Starting with two main branches in the McCormick Tract, southwest of the Yellow Dog Plains, the river begins as a series of lakes and swamps that once hosted the famous island fortress of the Bentleys and McCormicks. Because of these swamps, the river has a yellow/brown color during spring melt or heavy flow. The branches flow north, almost parallel, out of the highlands and fall over a hundred feet. These waterfalls, West Branch Falls and Bulldog Falls, are located on West Branch Yellow Dog and Yellow Dog respectively and are within walking distance of the Triple A road.
After the waterfalls, the branches join and start to head east along the southern edge of the Yellow Dog Plains. This area is all swamp - called the Yellow Dog Swamp, but the river slowly begins cutting a deep gorge after passing the small Wylie Dam Falls. Rapids intersperse the river after these falls, and it begins to drop in elevation again. By the time it reaches Pinnacle Falls, a well-known and impressive waterfall with marked trails, the sandy gorge is over a hundred and thirty feet deep. This deep river valley cuts a nice southern border for the Yellow Dog Plains, with the pine-covered sandy plateau to the north and rocky mountains of the Peshekee Highlands and Mulligan Swamp to the south.
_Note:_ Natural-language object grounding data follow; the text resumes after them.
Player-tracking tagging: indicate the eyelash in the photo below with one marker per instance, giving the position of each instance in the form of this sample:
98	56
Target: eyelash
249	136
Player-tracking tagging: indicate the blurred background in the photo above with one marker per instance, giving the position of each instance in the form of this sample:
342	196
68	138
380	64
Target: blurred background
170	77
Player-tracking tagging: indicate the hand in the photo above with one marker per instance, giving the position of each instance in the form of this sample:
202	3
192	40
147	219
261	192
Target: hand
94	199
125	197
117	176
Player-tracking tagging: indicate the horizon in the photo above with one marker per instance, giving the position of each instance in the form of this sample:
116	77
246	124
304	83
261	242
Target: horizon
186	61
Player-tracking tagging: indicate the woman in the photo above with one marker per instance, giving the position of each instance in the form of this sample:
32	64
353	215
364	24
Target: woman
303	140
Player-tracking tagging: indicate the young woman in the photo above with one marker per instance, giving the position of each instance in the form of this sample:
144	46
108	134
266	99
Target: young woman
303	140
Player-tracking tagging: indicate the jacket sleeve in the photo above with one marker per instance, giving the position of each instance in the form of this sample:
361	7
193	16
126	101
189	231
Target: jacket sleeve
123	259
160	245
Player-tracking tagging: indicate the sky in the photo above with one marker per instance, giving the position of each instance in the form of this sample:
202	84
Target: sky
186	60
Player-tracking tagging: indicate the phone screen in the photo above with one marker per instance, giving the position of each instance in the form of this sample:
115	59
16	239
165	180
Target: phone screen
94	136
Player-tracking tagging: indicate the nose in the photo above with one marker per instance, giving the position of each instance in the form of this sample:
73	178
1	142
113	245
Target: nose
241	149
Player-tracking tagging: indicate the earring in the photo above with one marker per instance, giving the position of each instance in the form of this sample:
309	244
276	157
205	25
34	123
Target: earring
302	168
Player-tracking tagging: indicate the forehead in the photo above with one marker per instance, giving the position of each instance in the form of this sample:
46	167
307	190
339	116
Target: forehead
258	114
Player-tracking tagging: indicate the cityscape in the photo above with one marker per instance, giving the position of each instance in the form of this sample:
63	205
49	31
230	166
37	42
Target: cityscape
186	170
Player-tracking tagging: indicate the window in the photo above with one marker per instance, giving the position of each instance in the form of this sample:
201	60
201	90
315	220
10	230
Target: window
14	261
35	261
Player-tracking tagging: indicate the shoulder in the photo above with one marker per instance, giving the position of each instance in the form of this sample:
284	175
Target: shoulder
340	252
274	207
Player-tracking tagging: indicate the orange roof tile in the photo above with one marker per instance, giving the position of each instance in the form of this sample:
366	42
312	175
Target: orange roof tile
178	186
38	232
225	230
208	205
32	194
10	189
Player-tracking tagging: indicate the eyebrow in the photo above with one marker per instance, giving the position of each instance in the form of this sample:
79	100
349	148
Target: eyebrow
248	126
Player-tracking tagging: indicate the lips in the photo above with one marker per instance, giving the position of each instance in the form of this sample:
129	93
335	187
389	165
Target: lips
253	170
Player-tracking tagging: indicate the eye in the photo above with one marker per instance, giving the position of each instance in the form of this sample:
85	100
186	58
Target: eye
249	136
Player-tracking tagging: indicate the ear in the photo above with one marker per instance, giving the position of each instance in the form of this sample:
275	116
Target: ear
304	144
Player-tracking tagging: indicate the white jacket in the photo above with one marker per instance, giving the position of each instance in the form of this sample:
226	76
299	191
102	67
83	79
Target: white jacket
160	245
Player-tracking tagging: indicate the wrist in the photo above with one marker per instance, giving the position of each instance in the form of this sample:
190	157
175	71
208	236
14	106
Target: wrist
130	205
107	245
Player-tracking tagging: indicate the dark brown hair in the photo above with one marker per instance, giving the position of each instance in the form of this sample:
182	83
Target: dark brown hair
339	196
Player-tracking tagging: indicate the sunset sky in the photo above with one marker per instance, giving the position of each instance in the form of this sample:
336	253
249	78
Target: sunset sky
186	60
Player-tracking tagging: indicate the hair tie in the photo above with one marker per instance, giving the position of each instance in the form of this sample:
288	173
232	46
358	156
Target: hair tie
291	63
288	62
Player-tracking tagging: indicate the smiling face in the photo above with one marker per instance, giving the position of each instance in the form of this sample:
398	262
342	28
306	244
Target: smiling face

Continuing east, the river meanders slowly out of the plains and into the mountains until it hits County Road 510. The deep gorge shallows out a few miles from Pinnacle Falls, though the river carries a good amount of sand downstream to form sandy banks. An interesting change in the river starts a mile after crossing under 510 - rock. The hard bedrock of the Huron Mountain area forms a series of seven waterfalls with little to no gorge. These drops are fairly east to get to, though the trail disappears before the last falls. The last drop is located at the mouth of Bushy Creek, and the river begins meandering slowly north calmly to enter Lake Independence, then Lake Superior.
The series of waterfalls, called Yellow Dog Falls, is the most visited and familiar area of the river. Hikers can easily visit the first drop along a well trod path, with camping spots and fire pits along the route. Kayakers will take all seven drops during the spring melt, as there is a road near Bushy Creek's convergence for easy pickup. One of the most interesting uses of the area is panning for gold - either from the sediments carried from the Yellow Dog Plains or the tributaries (Bushy Creek, Big Pup, Little Pup, etc) has been known to hold gold traces.
The Yellow Dog River, located along the Yellow Dog Plains and Huron Mountains, is an accessible and enjoyable river for many types of visitors. To visit the waterfalls and lakes at its headwaters, you'll need to do some research about the McCormick Tract and the regulations and area there. The Yellow Dog Swamp can be found on the southern two-tracks off of the Triple A road, though cabins and private property dot its perimeter. Pinnacle Falls is located at the end of a small maze of two-tracks with an easy path. The series of waterfalls can be reached right off of County Road 510, with a parking area next to the bridge over the river.